Mécanismes locaux de protection : un dialogue politique conjoint avec Nonviolent Peaceforce et la Communauté internationale bahá'íe
Placer les communautés au cœur de la protection : un dialogue entre praticiens à Addis-Abeba
Le 23 avril 2026, Nonviolent Peaceforce (NP) et le Bureau d'Addis-Abeba de la Communauté internationale bahá'íe (BIC) ont réuni des praticiens, des chercheurs et des militants afin d'examiner l'efficacité des mécanismes locaux de protection et l'urgence de leur intégration aux institutions formelles.
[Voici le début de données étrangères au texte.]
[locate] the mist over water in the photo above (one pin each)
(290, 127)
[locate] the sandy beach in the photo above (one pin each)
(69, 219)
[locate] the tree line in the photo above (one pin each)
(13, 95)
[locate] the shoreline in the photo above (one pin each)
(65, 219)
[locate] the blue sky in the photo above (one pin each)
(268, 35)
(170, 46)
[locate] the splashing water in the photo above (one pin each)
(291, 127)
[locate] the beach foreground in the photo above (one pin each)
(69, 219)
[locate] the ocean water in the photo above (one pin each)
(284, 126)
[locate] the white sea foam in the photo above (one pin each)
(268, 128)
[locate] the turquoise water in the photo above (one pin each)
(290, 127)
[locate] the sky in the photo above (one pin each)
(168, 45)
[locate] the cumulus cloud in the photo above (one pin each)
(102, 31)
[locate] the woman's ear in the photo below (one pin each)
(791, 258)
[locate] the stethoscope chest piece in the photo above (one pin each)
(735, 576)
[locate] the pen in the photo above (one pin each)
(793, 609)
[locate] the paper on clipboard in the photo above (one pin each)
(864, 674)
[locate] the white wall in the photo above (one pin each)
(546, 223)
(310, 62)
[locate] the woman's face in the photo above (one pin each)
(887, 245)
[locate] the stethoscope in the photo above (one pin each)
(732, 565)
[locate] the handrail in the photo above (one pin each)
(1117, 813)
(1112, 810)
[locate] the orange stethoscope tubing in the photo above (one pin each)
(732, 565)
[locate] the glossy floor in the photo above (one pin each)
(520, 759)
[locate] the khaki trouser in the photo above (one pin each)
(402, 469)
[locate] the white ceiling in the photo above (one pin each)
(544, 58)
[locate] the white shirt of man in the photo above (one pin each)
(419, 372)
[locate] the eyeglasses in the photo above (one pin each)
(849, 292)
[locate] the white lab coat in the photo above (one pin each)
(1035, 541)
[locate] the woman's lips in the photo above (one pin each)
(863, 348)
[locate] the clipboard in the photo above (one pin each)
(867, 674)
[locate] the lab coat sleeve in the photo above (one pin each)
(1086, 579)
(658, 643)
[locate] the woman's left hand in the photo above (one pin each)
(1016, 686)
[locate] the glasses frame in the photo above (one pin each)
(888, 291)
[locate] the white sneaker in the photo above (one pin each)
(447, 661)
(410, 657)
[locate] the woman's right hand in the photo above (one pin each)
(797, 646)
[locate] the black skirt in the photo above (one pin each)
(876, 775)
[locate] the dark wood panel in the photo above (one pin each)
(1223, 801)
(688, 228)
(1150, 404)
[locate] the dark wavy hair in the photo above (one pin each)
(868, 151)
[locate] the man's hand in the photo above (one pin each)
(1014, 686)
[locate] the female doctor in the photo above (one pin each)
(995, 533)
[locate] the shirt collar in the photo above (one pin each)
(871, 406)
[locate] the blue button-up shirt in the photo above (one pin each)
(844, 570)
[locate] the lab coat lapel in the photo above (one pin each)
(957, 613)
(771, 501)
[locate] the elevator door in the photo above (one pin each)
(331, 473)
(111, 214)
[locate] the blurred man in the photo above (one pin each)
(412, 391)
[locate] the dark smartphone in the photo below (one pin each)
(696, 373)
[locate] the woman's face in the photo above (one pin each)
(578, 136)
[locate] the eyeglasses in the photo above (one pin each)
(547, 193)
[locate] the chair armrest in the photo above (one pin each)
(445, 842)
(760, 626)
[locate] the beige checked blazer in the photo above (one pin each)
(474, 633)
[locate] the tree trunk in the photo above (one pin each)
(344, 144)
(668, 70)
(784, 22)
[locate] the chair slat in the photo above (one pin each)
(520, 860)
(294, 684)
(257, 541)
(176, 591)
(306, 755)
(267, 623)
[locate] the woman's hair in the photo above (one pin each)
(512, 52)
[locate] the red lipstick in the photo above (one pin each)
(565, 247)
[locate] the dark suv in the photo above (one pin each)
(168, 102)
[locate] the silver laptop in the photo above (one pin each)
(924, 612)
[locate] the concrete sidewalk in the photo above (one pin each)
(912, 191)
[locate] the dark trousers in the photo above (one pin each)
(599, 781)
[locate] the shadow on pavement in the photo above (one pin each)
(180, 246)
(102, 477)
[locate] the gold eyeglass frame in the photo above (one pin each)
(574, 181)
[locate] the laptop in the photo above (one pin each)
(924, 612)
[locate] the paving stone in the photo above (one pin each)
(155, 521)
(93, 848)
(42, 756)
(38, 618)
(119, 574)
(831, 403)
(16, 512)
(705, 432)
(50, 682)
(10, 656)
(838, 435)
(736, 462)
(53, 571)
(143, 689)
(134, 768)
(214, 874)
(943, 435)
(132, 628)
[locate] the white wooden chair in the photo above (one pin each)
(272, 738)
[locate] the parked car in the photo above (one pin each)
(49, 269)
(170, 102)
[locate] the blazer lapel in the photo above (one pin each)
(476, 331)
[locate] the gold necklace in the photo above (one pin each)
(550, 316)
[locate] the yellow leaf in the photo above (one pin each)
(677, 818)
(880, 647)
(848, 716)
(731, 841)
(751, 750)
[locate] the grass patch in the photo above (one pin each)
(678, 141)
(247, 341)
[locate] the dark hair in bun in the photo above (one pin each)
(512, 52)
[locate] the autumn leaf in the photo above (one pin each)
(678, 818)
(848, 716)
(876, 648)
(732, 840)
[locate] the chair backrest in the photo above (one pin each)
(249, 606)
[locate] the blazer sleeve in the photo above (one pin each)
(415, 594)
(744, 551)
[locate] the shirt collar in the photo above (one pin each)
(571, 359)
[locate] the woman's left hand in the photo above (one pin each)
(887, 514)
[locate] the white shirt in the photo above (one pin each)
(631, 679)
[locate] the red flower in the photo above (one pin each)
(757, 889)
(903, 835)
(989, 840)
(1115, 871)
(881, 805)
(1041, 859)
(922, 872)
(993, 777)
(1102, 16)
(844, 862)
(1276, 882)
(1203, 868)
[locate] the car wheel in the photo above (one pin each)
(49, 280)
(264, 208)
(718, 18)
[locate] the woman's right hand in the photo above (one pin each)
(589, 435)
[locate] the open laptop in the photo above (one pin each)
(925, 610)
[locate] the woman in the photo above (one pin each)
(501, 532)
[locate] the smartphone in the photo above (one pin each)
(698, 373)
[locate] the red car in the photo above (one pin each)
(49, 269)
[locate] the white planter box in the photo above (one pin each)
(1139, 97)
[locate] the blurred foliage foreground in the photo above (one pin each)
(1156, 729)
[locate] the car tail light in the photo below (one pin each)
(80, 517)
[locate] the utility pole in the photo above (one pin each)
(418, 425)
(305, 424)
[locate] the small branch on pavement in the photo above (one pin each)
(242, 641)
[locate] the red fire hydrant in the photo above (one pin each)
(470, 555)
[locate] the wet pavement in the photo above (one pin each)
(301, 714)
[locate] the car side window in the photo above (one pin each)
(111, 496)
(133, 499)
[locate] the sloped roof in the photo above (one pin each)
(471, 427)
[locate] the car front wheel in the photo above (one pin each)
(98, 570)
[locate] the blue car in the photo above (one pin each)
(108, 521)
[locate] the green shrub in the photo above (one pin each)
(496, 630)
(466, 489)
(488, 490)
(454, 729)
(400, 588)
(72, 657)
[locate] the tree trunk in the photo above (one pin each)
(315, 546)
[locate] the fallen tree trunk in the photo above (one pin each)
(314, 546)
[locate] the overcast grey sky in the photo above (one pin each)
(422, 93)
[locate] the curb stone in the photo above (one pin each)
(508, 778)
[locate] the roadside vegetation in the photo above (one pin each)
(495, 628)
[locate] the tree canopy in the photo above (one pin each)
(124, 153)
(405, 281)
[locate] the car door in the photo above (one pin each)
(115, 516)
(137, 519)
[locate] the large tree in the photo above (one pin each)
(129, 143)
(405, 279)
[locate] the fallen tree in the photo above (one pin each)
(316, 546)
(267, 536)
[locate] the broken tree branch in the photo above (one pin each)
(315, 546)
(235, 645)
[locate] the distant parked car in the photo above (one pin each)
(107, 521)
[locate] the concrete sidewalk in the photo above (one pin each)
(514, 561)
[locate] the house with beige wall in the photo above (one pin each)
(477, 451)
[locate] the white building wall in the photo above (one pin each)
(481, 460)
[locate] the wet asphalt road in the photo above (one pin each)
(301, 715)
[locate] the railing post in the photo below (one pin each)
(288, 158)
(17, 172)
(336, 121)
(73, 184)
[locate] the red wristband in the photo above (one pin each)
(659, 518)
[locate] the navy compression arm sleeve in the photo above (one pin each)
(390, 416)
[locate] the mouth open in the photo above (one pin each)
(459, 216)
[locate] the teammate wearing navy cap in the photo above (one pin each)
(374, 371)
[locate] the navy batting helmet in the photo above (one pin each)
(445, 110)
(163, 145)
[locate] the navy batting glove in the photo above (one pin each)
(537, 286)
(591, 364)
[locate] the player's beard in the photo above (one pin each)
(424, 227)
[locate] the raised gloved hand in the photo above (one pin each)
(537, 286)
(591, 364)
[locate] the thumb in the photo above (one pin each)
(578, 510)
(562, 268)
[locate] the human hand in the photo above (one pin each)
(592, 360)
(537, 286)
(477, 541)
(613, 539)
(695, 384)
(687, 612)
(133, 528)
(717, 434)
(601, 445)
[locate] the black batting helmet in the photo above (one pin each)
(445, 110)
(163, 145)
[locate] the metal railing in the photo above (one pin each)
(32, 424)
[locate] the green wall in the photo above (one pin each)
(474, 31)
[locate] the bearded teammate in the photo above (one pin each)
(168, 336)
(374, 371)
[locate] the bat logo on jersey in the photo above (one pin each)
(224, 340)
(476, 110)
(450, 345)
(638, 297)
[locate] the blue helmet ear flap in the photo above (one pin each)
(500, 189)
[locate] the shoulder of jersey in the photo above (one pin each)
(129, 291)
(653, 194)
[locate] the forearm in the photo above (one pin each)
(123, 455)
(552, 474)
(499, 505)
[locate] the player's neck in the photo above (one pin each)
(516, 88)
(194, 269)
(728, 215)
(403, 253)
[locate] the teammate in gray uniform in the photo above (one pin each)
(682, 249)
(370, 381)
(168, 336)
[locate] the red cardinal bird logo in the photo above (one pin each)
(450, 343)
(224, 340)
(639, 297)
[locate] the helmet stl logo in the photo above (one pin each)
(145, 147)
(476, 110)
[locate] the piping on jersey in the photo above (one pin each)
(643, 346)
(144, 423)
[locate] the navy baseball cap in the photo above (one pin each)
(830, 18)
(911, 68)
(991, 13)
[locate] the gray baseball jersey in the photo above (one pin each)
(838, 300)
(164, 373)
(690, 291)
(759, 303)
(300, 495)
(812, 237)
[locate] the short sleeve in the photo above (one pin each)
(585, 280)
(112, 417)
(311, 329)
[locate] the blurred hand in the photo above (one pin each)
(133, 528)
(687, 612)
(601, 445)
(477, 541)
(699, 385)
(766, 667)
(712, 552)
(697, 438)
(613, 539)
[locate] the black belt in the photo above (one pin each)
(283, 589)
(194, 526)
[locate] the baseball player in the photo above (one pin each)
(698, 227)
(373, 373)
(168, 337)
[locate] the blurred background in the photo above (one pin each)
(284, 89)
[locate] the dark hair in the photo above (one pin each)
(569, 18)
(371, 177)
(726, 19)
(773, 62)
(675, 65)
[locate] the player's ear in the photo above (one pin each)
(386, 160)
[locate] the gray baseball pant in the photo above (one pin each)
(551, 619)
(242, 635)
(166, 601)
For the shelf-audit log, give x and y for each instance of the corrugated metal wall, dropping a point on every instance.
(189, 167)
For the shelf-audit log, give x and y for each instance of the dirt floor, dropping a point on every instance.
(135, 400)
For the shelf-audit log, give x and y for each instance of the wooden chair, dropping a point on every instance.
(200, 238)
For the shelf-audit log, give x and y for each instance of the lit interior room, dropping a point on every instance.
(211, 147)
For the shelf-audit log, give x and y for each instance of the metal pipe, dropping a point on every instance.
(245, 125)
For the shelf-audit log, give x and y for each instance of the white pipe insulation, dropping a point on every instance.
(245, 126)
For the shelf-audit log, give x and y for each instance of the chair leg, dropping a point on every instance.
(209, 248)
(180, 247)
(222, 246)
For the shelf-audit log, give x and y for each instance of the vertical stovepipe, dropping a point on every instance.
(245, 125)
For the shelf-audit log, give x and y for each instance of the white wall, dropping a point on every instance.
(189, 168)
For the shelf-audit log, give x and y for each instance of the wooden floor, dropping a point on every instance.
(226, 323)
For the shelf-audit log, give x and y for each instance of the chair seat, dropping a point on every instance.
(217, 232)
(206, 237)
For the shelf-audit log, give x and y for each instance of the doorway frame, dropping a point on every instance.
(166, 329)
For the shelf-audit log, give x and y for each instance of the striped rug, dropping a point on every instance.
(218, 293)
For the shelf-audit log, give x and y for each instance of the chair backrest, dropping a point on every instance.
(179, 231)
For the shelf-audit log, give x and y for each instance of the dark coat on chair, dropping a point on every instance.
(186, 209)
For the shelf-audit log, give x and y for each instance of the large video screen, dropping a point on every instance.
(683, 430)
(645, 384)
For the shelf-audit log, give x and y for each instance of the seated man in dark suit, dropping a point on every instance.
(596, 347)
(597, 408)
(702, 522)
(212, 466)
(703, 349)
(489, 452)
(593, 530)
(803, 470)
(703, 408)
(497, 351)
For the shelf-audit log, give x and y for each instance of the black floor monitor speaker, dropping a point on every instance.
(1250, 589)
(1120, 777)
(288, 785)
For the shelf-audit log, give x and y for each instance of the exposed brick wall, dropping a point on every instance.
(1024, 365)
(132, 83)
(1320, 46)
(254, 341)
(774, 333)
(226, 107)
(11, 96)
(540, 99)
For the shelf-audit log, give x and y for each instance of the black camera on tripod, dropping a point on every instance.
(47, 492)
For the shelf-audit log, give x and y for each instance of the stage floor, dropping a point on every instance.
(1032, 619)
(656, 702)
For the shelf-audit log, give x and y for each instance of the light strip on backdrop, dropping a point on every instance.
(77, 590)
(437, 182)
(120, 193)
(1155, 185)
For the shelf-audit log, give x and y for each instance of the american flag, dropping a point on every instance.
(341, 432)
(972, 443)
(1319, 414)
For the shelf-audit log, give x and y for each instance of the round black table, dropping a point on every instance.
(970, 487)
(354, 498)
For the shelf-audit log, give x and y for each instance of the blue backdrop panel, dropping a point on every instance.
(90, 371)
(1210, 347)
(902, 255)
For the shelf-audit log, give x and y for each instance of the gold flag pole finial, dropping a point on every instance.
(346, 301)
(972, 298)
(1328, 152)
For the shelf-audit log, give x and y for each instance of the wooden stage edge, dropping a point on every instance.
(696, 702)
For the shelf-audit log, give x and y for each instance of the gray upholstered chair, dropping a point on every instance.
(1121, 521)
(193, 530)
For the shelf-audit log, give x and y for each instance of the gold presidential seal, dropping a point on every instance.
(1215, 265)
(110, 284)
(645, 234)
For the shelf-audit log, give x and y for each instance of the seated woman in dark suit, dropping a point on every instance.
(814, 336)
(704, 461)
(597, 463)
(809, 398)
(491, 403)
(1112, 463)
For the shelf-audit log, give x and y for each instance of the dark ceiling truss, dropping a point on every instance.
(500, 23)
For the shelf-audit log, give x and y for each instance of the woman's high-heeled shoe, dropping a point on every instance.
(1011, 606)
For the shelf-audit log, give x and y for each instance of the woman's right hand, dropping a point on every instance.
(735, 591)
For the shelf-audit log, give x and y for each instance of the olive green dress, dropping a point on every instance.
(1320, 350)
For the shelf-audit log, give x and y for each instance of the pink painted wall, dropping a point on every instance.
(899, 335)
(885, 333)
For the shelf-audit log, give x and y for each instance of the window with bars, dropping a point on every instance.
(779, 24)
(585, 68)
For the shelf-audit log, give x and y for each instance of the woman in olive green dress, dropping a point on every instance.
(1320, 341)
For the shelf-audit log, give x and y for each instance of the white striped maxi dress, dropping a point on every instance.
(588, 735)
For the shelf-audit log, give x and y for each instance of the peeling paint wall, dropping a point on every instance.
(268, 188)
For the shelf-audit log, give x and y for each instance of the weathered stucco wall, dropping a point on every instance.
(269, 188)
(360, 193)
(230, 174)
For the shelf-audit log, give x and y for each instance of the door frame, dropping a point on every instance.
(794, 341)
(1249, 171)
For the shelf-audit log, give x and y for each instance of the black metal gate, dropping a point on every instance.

S'appuyant sur leur expérience de terrain en RDC et au Soudan, les participants ont souligné comment les communautés comblent déjà les lacunes critiques en matière de protection dues à l'absence d'acteurs étatiques et internationaux, grâce à des réseaux d'alerte précoce, une présence protectrice, la médiation locale et des réponses communautaires aux violences sexuelles et aux déplacements de population.

En RDC, des acteurs de terrain ont décrit comment les coopératives de santé communautaires et les associations villageoises d'épargne et de crédit (AVEC) permettent aux familles de résister aux pillages et aux déplacements forcés sans effondrement systémique. Des réseaux d'alerte précoce par radio et téléphone mobile permettent aux communautés de surveiller les mouvements des groupes armés et de mettre en place des réponses organisées avant que la violence ne s'aggrave. Dans les régions du Kivu, les femmes soutiennent les économies locales grâce au commerce transfrontalier et à l'agriculture, malgré la perturbation des rôles traditionnels. Par ailleurs, des programmes menés par la société civile et impliquant les hommes locaux ont permis de faire évoluer les normes sociales tout en luttant contre les violences sexuelles. Ces exemples illustrent la possibilité de répondre à une crise immédiate tout en instaurant une sécurité durable. La capacité de la société civile à réintégrer les jeunes quittant les groupes armés témoigne également de l'importance des capacités de protection locales, rarement atteintes par les acteurs formels.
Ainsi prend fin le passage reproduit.